Between the Sexes

May 8, 2009

3 min read


The need for clear boundaries at the workplace.

The Wall Street Journal printed an article recently (11/28/08) entitled "The Young and the Restless: Why Infidelity is Rising Among 20-Somethings" by Naomi Schaefer-Riley. It's a cute title, and a serious problem.

"There is no doubt," she says "that the opportunity for infidelity has increased since large numbers of women came into the workplace." I don't think we should put that genie back in the bottle, but perhaps this recognition can make us more focused on our behavior and more conscious of the need to, dare I say it, establish some boundaries.

In Jewish life, relationships between men and women who are not married to each other are conducted on a much more formal basis. There is no physical contact -- no friendly pecks on the cheek, no hugs or pats on the back. There is little socializing; in general men and women sit separately at social and religious functions, and often the custom is to call each other by the title Mr. and Mrs. or Rabbi and Rebbetzin, as the case may be.

All this probably sounds strange to American ears. It is foreign to western sensibilities. And yet it helps keep the barriers in place that may prevent an inappropriate office or neighborhood romance.

#Many women would welcome greater distance.

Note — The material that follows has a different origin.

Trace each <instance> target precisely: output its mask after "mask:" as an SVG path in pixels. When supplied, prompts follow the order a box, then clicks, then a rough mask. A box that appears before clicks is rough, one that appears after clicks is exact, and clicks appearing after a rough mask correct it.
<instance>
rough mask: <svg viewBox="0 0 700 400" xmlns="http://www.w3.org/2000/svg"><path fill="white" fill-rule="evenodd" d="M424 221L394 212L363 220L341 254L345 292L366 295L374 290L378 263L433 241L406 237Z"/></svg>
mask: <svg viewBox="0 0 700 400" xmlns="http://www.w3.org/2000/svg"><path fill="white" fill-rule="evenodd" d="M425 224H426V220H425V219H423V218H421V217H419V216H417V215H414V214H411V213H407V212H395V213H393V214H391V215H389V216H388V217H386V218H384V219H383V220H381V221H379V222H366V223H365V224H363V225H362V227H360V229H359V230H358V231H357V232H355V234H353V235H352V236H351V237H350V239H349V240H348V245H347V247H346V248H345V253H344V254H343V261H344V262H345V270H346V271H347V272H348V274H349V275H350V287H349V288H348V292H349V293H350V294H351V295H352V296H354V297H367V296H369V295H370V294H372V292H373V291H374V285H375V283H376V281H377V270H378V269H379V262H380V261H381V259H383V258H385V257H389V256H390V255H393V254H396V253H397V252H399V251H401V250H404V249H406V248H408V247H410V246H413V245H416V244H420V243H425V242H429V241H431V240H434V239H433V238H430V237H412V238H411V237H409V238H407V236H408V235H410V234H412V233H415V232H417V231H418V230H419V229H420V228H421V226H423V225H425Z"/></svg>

And with a little probing I have found that many people appreciate the wisdom in it. Numerous women I have discussed these ideas with confess that they are uncomfortable when their husband expresses affection to other women or not so thrilled when male acquaintances hug them. Although no one says so in polite society, it seems many women would welcome greater distance. Yet it is so hard to speak up, to stand out.

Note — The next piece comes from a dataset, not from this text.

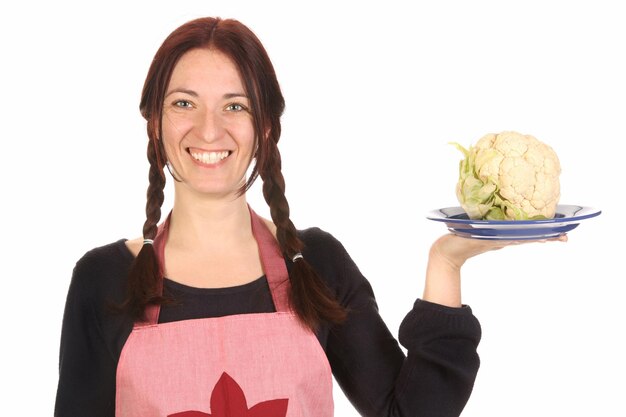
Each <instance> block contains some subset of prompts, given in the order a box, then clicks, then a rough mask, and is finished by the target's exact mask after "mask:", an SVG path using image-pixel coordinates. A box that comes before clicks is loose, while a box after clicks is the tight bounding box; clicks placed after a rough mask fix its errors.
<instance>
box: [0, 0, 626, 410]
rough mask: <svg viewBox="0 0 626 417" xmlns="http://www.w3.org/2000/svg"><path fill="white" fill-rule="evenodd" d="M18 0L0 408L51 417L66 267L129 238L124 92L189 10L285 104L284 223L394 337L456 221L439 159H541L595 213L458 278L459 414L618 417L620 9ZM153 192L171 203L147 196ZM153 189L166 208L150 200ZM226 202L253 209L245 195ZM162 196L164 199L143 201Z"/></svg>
mask: <svg viewBox="0 0 626 417" xmlns="http://www.w3.org/2000/svg"><path fill="white" fill-rule="evenodd" d="M414 3H415V4H414V5H412V6H411V7H409V6H408V4H409V2H406V4H405V3H403V2H399V1H385V2H380V3H378V2H369V3H368V2H340V1H333V2H324V1H315V2H307V3H299V2H298V3H297V2H289V3H287V2H284V3H279V2H273V1H269V0H264V1H254V2H253V1H249V2H247V1H239V2H228V1H223V2H214V1H207V0H205V1H191V0H190V1H186V2H173V1H167V2H160V1H154V0H153V1H125V2H111V1H109V2H99V3H97V4H96V3H94V2H78V1H76V2H68V1H54V2H47V1H39V2H35V1H23V2H20V3H19V6H18V5H17V2H13V3H12V4H11V5H10V6H7V5H5V6H2V10H1V12H0V43H1V44H0V53H1V56H2V58H1V65H0V71H1V74H0V75H1V77H0V82H1V84H2V93H1V96H0V97H1V98H2V99H1V100H0V106H1V107H0V117H1V120H2V122H1V125H0V134H1V135H2V142H1V143H2V147H1V149H2V161H3V166H2V168H3V169H2V171H1V175H0V181H1V194H0V198H1V199H2V201H1V207H0V210H1V215H2V220H3V227H2V231H3V233H2V236H3V243H2V252H1V255H0V256H1V258H0V259H1V262H2V272H3V283H2V290H3V291H2V292H3V297H2V298H3V300H2V303H1V304H0V306H1V307H0V308H1V309H2V310H1V312H0V317H1V319H2V333H3V335H4V336H3V337H2V346H3V354H2V360H1V366H2V372H1V374H2V380H3V381H4V382H5V384H8V387H9V389H8V391H6V388H5V394H4V395H3V401H2V408H3V409H4V410H19V409H21V410H23V411H26V410H27V412H26V414H28V415H32V416H43V415H51V414H52V409H53V404H54V396H55V391H56V378H57V360H58V341H59V334H60V330H61V320H62V314H63V307H64V302H65V295H66V291H67V287H68V284H69V280H70V276H71V272H72V268H73V266H74V263H75V262H76V260H77V259H78V258H79V257H80V256H82V255H83V254H84V252H85V251H87V250H89V249H91V248H93V247H95V246H100V245H103V244H106V243H109V242H111V241H113V240H116V239H119V238H121V237H129V238H130V237H136V236H138V235H140V233H141V227H142V224H143V219H144V217H143V216H144V214H143V208H144V204H145V200H144V198H145V189H146V185H147V167H148V164H147V162H146V159H145V145H146V135H145V126H144V121H143V119H141V117H140V115H139V112H138V102H139V95H140V91H141V87H142V85H143V80H144V76H145V73H146V71H147V69H148V65H149V63H150V60H151V58H152V55H153V54H154V52H155V51H156V49H157V48H158V46H159V45H160V43H161V41H162V40H163V39H164V38H165V36H166V35H167V34H168V33H169V32H170V31H171V30H173V29H174V28H175V27H176V26H178V25H179V24H182V23H183V22H185V21H187V20H190V19H192V18H195V17H199V16H205V15H219V16H222V17H234V18H237V19H239V20H241V21H242V22H244V23H246V24H247V25H248V26H249V27H251V28H252V29H253V31H255V32H256V33H257V35H258V36H259V37H260V38H261V40H262V41H263V42H264V44H265V45H266V47H267V49H268V52H269V54H270V56H271V57H272V59H273V62H274V64H275V67H276V70H277V73H278V76H279V80H280V82H281V85H282V88H283V90H284V94H285V97H286V100H287V110H286V113H285V116H284V119H283V123H284V134H283V137H282V141H281V143H280V146H281V152H282V154H283V157H284V173H285V176H286V179H287V196H288V198H289V201H290V203H291V206H292V213H293V220H294V222H295V224H296V225H297V226H298V227H300V228H304V227H308V226H320V227H322V228H323V229H325V230H327V231H329V232H331V233H333V234H334V235H335V236H336V237H337V238H339V239H340V240H341V241H342V242H343V243H344V245H345V246H346V248H347V249H348V251H349V252H350V253H351V255H352V257H353V258H354V259H355V261H356V262H357V264H358V265H359V266H360V268H361V269H362V271H363V272H364V274H365V275H366V276H367V277H368V278H369V279H370V281H371V283H372V285H373V287H374V289H375V291H376V294H377V296H378V300H379V306H380V311H381V314H382V315H383V317H384V318H385V319H386V321H387V323H388V324H389V326H390V328H391V329H392V331H393V332H394V333H396V332H397V328H398V325H399V323H400V321H401V320H402V318H403V317H404V314H406V312H407V311H408V310H409V309H410V307H411V305H412V303H413V301H414V299H415V298H416V297H418V296H419V295H420V294H421V288H422V284H423V272H424V269H425V264H426V259H427V252H428V247H429V246H430V244H431V243H432V242H433V241H434V240H435V239H436V238H437V237H438V236H440V235H441V234H443V233H445V232H446V230H445V227H444V226H443V225H441V224H439V223H435V222H431V221H429V220H427V219H426V218H425V214H426V213H427V212H428V211H429V210H431V209H434V208H439V207H445V206H452V205H457V201H456V198H455V196H454V186H455V182H456V177H457V164H458V161H459V158H460V156H461V154H460V153H459V152H458V151H457V150H455V149H454V148H453V147H452V146H450V145H448V144H447V142H449V141H458V142H460V143H462V144H464V145H466V146H468V145H469V144H471V143H473V142H475V141H476V140H478V138H480V137H481V136H482V135H483V134H485V133H489V132H499V131H502V130H517V131H520V132H522V133H528V134H532V135H534V136H536V137H537V138H539V139H540V140H542V141H544V142H546V143H548V144H550V145H551V146H552V147H553V148H554V149H555V150H556V152H557V154H558V155H559V157H560V159H561V164H562V168H563V172H562V176H561V185H562V197H561V202H562V203H564V204H576V205H587V206H593V207H598V208H600V209H602V210H603V213H602V215H601V216H599V217H596V218H594V219H590V220H586V221H584V222H583V223H582V224H581V225H580V226H579V227H578V228H577V229H575V230H573V231H572V232H571V233H570V241H569V242H568V243H567V244H561V243H546V244H538V243H534V244H530V245H525V246H518V247H513V248H506V249H504V250H502V251H498V252H493V253H489V254H485V255H482V256H481V257H479V258H476V259H472V260H470V261H469V262H468V264H466V266H465V267H464V271H463V280H464V283H463V288H464V302H465V303H468V304H470V305H471V306H472V308H473V310H474V312H475V314H476V315H477V316H478V318H479V319H480V320H481V323H482V326H483V340H482V342H481V345H480V347H479V353H480V354H481V358H482V367H481V370H480V372H479V375H478V379H477V381H476V386H475V389H474V393H473V395H472V397H471V399H470V401H469V403H468V405H467V407H466V409H465V411H464V412H463V416H466V417H470V416H487V415H489V416H492V415H506V416H529V415H533V416H556V415H559V416H561V415H577V416H578V415H580V416H582V415H597V416H607V417H608V416H623V415H625V414H624V409H625V407H624V405H623V402H622V400H620V398H621V396H622V395H623V393H624V391H625V388H626V386H625V383H624V378H623V376H624V374H625V373H626V363H625V360H624V352H625V351H626V345H625V342H624V337H623V336H624V330H623V329H624V323H623V319H624V312H623V307H622V303H623V292H622V289H623V288H624V286H623V284H622V282H623V281H624V278H626V277H625V274H624V269H623V267H622V262H620V261H621V259H622V258H623V254H624V240H623V227H624V223H623V222H622V221H621V218H620V215H619V212H620V210H621V209H620V205H622V206H623V204H624V202H625V201H624V191H623V190H624V187H623V184H624V180H623V173H624V163H623V161H624V154H623V147H624V139H625V133H624V132H625V127H626V126H625V123H624V122H625V115H626V81H625V80H626V76H624V74H626V67H625V64H624V51H625V41H624V40H625V39H626V25H625V24H624V22H625V17H626V16H625V14H624V12H622V11H621V9H620V8H619V7H618V4H619V2H617V1H615V2H610V1H597V0H596V1H593V2H591V1H588V2H581V1H525V2H510V1H491V2H489V1H471V2H469V1H468V2H461V1H457V2H451V1H440V2H428V4H425V3H426V2H414ZM168 190H170V191H171V189H169V188H168ZM169 196H171V194H169ZM249 201H250V202H251V203H252V204H253V206H254V207H255V208H257V210H258V211H259V212H261V214H265V213H266V211H265V210H266V209H265V205H264V203H263V202H262V200H261V199H260V194H259V188H258V187H255V189H254V190H253V191H252V192H251V193H250V197H249ZM170 202H171V199H169V198H168V199H166V204H165V208H166V210H167V208H168V207H169V204H170ZM336 408H337V413H336V415H337V416H342V417H343V416H355V415H356V413H355V412H354V411H353V410H351V408H350V406H349V405H347V403H346V402H345V400H344V399H343V398H342V394H341V393H340V391H339V390H337V393H336Z"/></svg>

To some, the Jewish views may seem quaint and anachronistic. But in a world where between 1991 to 2006, the number of unfaithful wives under 30 increased by 20% and the number of unfaithful husbands increased by 45%, it certainly seems a more prudent course.

Yes it leads to some social awkwardness. But the formality and occasional segregation (both sides are equally segregated; there is no "discrimination") seem a small price to pay for the benefits acquired.

By calling my neighbor "Mister Smith" instead of Bob, I am creating a wall between us. I am saying, "You are married and not available to me," and vice versa. No ambiguities. No wondering what that look or touch really meant.

Everyone is subject to temptations. And in our society today, temptation abounds. It is naive to think otherwise. American society is not known for its exercise of self-control -- not in its food consumption and concurrent obesity, not in its spending and concurrent credit card debt. And not in its sexual manners.

It may not be what everyone around me is doing, but I'll stick with the lack of physical contact, the separation and the formality. Besides, I like the idea that Judaism is counter-culture.